Thyme Herbal was born in the spring of 2008 while I was living in Oakland California. For the first year, I mostly taught cooking classes with an herbal emphasis and did some private cooking for families in the Bay Area. A year later I moved back to Western Massachusetts where I intensified my study of Ayurveda and Western Herbalism and began to study Chinese Medicine. I now have a private herbal practice and an herbal education center (Thyme Herbal) at my homestead in Conway, Massachusetts. While I don’t do private cooking anymore, my work with food, nutrition and dietary applications of herbal medicine is still a central part of my clinical practice and my teaching approach.

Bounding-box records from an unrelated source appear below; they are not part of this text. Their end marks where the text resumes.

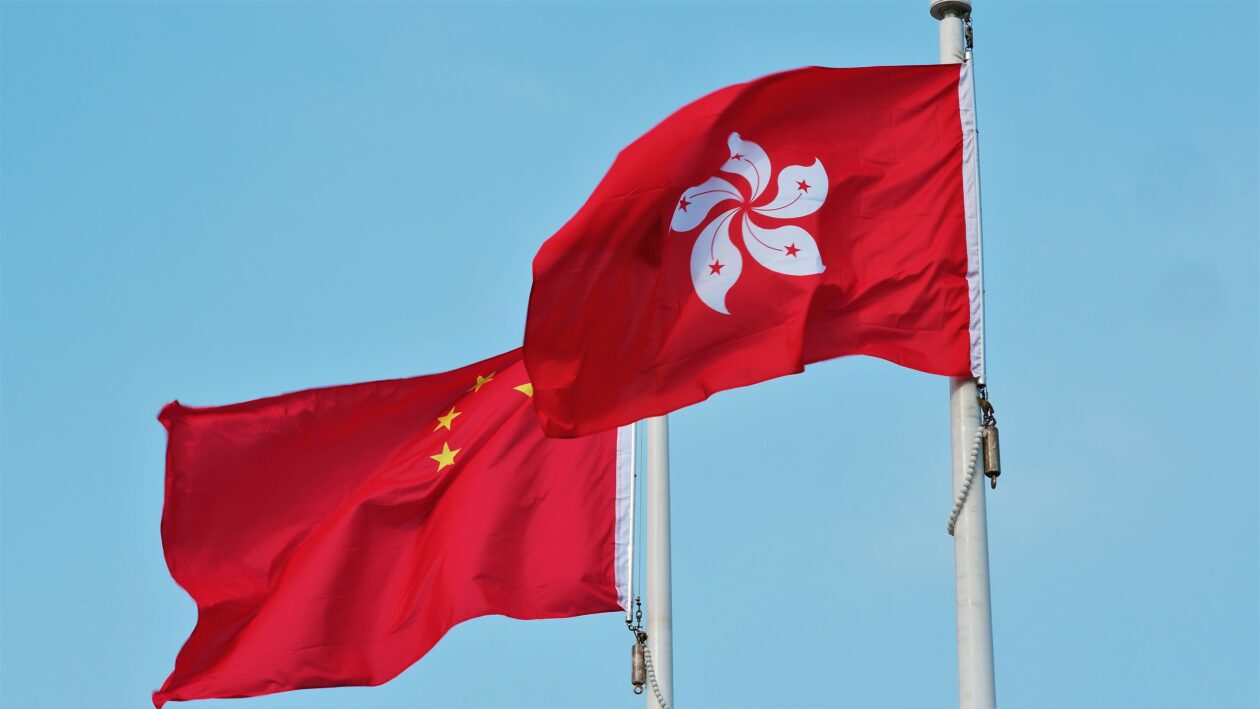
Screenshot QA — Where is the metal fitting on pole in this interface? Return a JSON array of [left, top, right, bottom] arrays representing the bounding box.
[[927, 0, 971, 20]]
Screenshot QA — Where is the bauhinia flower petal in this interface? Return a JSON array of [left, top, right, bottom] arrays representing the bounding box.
[[721, 133, 771, 204], [735, 214, 825, 277], [753, 157, 827, 219], [669, 178, 743, 232], [692, 209, 743, 315]]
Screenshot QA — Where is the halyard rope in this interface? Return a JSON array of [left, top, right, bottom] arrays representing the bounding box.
[[643, 645, 669, 709], [945, 427, 984, 536]]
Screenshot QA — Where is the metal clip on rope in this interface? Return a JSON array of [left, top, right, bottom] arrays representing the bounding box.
[[945, 384, 1002, 536], [626, 596, 669, 709]]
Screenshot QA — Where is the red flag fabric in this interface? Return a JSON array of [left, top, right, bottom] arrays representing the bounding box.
[[152, 350, 630, 708], [525, 64, 983, 436]]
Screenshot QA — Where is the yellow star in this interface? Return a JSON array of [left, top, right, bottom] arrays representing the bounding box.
[[433, 407, 464, 431], [469, 372, 494, 392], [428, 441, 464, 470]]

Herbal medicine is the oldest form of medicine practiced on the planet, and it has been largely practiced as an art form – learned through observation and experience and passed down from one person to another. It is this history of herbal medicine in practice that most clearly illustrates my vision for herbalism in our country today. Herbal medicine doesn’t belong to doctors or herbalists or authors, it belongs to everyone. I work in service to the vision that our society as groups of individuals and communities deserves to hold the wisdom, knowledge and self-empowerment necessary to practice herbal medicine every day in our own homes.
In the same way that I believe everything about the food we eat informs its nutritional quality – including where it is grown, how it is harvested, how it is prepared and how it is enjoyed – I also believe that all layers of life, all forms of doing, being, thinking and feeling, inform our state of health and wellbeing. With this lens, I can expand the idea that “food is our medicine.” Food is representative of all that we ingest, absorb and let go of. In this spirit a hug can be as nutritious as a bowl of greens and the preparation, intention and love behind a medicine is as important as the medicine itself.